Kevin Chesters
May 27, 2020

Our world is waking up to collective action (finally)

A notable response to this unprecedented set of circumstances has been the rise of collective action and the acceleration of collaboration.

Our world is waking up to collective action (finally)

I don’t think it would be unprecedented of me to talk in an unprecedented way about the unprecedented challenges we are all facing in these unprecedented times.

One response to this (unprecedented?) set of circumstances has been the rise of collective action and the acceleration of collaboration—between industries, brands and latterly, rather tentatively, agencies.

In recent weeks, we have seen loads of examples of businesses and brands setting aside their traditional practices and working together for the common good. Nobel Prize-winning economist Amartya Sen, writing in The Guardian this month, noted the trend was on the rise in all areas of society.

Naturally, this starts with the more acutely Covid-19-specific challenges. We have seen landmark collaborations between Sanofi and GlaxoSmithKline, and AstraZeneca and University of Oxford, pooling resources to search for a vaccine.

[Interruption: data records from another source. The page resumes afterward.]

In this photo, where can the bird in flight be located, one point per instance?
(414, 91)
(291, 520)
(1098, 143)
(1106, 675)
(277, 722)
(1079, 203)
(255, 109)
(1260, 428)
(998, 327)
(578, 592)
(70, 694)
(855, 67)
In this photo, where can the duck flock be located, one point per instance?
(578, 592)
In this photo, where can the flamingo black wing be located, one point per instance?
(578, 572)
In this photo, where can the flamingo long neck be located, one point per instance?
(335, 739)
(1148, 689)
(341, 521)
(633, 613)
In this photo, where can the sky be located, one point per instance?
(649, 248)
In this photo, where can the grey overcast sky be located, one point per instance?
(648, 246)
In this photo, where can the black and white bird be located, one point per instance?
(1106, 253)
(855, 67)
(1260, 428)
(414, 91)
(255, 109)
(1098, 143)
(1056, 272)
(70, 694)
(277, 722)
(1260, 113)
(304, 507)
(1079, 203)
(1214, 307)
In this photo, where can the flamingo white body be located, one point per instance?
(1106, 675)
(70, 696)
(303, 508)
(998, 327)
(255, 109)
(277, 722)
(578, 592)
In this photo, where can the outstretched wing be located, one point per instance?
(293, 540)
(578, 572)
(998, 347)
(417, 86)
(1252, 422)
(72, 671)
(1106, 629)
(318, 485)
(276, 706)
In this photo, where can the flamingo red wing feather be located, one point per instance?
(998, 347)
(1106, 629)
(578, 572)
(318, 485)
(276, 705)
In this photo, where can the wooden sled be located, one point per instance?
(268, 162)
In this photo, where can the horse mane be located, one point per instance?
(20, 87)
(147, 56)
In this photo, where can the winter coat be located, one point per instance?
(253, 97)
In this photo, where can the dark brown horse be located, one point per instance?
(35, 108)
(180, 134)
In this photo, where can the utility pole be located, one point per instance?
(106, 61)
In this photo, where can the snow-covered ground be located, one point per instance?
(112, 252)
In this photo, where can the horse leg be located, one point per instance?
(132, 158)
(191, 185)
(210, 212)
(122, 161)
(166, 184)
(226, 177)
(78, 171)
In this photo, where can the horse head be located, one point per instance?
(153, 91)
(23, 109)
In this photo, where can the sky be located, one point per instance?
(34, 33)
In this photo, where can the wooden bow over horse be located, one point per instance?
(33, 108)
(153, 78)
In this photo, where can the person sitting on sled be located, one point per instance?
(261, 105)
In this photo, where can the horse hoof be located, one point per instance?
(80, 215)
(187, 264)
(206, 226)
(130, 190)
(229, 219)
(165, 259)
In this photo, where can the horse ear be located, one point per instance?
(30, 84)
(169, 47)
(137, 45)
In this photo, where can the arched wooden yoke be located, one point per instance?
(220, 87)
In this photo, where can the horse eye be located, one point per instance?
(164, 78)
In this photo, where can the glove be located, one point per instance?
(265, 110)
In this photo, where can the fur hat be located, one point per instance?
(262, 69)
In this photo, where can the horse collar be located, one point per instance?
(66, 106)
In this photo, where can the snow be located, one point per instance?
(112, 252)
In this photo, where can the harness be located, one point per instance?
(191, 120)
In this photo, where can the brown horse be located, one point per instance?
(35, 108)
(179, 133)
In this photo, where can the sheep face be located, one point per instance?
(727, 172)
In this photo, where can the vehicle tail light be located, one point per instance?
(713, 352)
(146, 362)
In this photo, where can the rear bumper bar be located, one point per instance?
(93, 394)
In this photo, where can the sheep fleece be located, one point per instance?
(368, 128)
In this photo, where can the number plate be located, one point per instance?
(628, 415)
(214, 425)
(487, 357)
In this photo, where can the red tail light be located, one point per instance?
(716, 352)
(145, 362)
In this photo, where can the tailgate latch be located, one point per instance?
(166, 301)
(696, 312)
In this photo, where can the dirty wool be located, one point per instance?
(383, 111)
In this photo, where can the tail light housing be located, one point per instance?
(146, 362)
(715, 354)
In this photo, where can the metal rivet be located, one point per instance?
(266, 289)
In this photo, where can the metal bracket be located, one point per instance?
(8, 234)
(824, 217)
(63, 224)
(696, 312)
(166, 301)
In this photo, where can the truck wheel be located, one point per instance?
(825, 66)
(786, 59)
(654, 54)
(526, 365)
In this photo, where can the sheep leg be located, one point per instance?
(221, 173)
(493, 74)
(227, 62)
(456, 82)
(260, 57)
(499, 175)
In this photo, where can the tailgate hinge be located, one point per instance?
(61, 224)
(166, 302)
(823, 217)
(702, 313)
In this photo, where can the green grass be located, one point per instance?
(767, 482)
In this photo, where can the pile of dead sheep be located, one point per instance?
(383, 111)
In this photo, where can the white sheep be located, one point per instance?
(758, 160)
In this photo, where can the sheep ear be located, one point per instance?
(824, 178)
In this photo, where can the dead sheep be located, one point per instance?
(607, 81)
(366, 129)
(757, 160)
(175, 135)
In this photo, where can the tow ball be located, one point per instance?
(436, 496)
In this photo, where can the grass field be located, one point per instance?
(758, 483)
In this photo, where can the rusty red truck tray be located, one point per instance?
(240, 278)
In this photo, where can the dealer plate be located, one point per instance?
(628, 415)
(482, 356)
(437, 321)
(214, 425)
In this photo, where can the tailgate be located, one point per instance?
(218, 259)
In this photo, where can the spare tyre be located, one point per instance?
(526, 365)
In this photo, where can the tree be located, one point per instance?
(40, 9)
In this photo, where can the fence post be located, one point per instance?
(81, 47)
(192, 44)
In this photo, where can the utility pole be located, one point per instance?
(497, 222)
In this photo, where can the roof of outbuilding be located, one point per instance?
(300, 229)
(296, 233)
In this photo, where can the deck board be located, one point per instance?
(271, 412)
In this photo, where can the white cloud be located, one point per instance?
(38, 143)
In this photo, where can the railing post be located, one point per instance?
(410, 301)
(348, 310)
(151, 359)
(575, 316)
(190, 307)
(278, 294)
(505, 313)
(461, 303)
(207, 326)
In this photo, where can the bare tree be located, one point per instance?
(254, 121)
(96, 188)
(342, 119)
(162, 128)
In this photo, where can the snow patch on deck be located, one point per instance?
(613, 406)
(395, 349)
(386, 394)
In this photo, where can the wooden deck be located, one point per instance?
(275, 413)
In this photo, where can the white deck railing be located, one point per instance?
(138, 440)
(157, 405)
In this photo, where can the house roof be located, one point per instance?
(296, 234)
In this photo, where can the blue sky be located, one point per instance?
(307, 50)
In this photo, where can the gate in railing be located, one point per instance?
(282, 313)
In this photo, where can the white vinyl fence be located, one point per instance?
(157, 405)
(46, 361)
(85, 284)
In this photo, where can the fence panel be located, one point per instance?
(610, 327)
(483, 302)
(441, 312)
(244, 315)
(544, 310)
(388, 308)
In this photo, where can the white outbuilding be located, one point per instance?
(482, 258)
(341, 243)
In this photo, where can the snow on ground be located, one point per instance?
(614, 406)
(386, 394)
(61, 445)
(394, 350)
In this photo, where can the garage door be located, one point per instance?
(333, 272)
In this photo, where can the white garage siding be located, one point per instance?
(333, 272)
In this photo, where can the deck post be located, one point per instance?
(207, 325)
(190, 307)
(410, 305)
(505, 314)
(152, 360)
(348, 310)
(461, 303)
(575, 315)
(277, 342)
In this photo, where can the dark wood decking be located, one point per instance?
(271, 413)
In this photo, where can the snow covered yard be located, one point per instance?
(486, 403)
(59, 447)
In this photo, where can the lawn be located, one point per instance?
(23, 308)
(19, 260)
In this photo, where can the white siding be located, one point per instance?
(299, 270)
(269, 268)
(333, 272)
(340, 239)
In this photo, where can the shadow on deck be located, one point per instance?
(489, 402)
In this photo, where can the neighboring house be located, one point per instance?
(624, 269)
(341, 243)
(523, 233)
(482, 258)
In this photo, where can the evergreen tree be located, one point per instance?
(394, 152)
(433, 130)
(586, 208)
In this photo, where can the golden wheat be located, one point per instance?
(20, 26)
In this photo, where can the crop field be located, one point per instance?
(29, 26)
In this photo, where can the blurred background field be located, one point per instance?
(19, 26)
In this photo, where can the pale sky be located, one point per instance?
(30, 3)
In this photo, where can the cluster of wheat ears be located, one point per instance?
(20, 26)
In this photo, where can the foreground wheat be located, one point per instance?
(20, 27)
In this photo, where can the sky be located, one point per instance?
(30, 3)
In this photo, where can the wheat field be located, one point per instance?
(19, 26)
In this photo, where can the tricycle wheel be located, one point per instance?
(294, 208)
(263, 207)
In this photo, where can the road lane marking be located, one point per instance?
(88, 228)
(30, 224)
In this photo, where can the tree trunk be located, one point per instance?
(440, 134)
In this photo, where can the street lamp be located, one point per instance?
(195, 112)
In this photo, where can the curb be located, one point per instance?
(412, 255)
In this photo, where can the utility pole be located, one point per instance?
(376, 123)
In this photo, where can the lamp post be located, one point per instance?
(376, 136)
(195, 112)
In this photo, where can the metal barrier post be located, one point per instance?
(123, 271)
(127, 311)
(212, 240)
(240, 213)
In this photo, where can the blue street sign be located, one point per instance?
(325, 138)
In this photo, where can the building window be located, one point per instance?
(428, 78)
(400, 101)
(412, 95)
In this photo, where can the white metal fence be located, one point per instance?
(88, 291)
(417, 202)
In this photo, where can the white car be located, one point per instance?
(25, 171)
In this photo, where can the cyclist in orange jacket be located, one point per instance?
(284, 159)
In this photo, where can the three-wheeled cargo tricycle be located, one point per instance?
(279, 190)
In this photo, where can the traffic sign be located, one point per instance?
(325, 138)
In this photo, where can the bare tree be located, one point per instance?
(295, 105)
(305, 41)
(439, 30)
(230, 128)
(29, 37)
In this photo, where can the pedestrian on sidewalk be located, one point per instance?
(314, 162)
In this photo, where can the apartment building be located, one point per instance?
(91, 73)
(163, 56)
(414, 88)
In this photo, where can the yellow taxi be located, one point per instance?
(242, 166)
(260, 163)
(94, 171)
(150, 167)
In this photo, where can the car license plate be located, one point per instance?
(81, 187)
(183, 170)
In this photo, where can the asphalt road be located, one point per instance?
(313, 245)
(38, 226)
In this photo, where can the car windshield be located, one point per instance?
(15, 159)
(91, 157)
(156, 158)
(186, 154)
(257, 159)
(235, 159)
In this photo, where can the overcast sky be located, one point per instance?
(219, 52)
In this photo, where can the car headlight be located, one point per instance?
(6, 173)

We have seen the creation of the academic rapid review initiative to speed up the traditionally glacial-paced work of peer-reviewing of academic papers on Covid-19.

The next collective actions have come in the form of brands partnering organisations to help deliver personal protective equipment or other related materials for front-line workers. The best of these has been the Mercedes Formula One team collaboration with University College London to develop a breathing device in a matter of days and weeks. Collaborations have also taken the form of my old friends at Sipsmith partnering Imperial College to quietly turn waste alcohol into medical-grade hand sanitiser. Obviously, lots of other brands such as LVMH have also partnered medical bodies to provide equally useful products not traditionally associated with the brand. 

There have also been interesting collective actions between brands themselves. Deliveroo and Morrisons have come together to allow customers to order from 70 essential household items for on-demand delivery. Aldi and McDonald's in Germany have collaborated on a staff-sharing deal to redeploy workers who might otherwise have been laid off. Ukactive and Nike united to create a pretty cool set of daily "activity missions" to keep kids active through a joint initiative called Move Crew. Vogue and Amazon have done some cool stuff together, too, as have the National Gallery with Ocean Outdoor (pictured, top). There are loads more of these interesting partnerships, showing there is a growing understanding that the way we solve the big problems is to set egos and agendas aside and work together.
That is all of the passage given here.